Hello all, yes its been quite a while that I have been absent from this place. Ever since I moved to Singapore, Decembers and June are the months I travel back to Ahmedabad, my home town. It is time when the twins have month long vacation which, allows us to have some meaningful long stay in the city we love. June means summer and mangoes while the winters in Decembers turns most cities of India in to food heavens, times when we get to enjoy the best of seasonal produce that grow aplenty during the pleasant period of winters. December is also the time I make most of my stay, take food and birding trips through Gujarat and India.
This December was no different, we cooked many of our family favourites, ate even more, met up with some more of the elder ladies in my family; learning and listening from them is always a treasure. Ambitious that I always become when planning the itinerary there was so much to be done and little time on hand. Yet, we did manage to cook and shoot close to 10-12 recipes, met up the women who hand roll Khakhara, visited a Kachariya Ghani and conducted 3 single-day workshops on flatbreads. Now, all of these needed a to be featured on the blog which required me to switch to a blog design theme that was more food-blog friendly. After month long ‘setting up’ work, here we are with a new look!! Hope you’ll find the changes easy to navigate through the website, as we continue to work on certain features.
That brings me to the recipe I share with you today. It is one of those recipes that was shared to Bhabhi by her elder sister. You know how it is with sisters, when they get talking on phone time just starts slipping by :), a five minute chat ends up in to a long session of gossip, cribbing and some interesting exchange of recipes and ideas. I guess it was one of those sessions when this recipe was exchanged and came with a ‘must-try’ tag. It was said to be that good. But to try the recipe we had to wait for the red-chillies to arrive in the markets, as they are only available during winters. The red chillies also known as Chura na marcha (Chura is a village near Bhavnagar) are used in a variety of pickles. They aren’t as sharp and hot but do have a slight heat to it. The heat of the chillies had made me a bit apprehensive but as the recommendation was so strong we decided to give it a try. And to our pleasant surprise, it came out to be so good that numerous batches have been made since then.

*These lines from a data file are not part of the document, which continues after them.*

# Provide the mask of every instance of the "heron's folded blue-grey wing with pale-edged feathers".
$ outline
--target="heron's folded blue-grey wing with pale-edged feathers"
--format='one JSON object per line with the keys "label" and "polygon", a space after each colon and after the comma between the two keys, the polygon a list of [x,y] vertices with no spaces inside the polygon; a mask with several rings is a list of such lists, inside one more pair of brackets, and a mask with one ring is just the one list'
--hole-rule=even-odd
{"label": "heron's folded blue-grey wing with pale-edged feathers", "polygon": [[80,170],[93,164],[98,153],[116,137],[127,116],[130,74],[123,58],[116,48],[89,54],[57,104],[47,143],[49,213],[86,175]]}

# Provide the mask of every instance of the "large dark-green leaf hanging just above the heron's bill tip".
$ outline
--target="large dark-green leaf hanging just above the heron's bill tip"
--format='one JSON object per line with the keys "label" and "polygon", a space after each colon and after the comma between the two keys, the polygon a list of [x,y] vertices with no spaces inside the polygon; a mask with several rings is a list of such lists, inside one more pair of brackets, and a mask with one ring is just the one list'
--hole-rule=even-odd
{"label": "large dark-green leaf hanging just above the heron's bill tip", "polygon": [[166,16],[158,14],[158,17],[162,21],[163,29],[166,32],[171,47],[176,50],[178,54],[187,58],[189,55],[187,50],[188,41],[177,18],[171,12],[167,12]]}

The Chilli Jam or chutney or dip you may choose to call as you like is versatile as the name options I have suggested. It tastes equally good on toast as on methi dhebra or with a mathri. The best part about the preperation is, it takes just 7 -8 minutes to make it.
Chilli JamPrint Recipe
- 10 - Red Chillies ( Bhavnagri Marcha)
- 1/2 cup - sugar, powdered
- 2 tablespoon lemon juice
- a pinch of salt
Take half a cup of granulated sugar and powder it in a dry grinder.
Wash the chillies, stem and deseed them.
Cut the deseeded chillies in large cubes and grind them to a paste.
Put a heavy bottom saucepan on high flame.
Add the chilli puree, powdered sugar, lemon juice and salt.
Cook the mixture on a high flame, stirring continuously for about 5-7 minutes.
Once the moisture has evaporated and the cooked mixture coats the back of the spoon consider it done.
Turn off the flame and allow the Chilli Jam to cool completely before transferring it to a glass jar.
Enjoy with bread or any flat breads of choice.
These recipes are exchanged word of mouth and do not specify the exact amount of ingredients. Hence, feel free to add more sugar if you like. The amount of sugar required might increase if the chillies have more heat. The pinch of salt is essential to bring out the flavours of this Jam.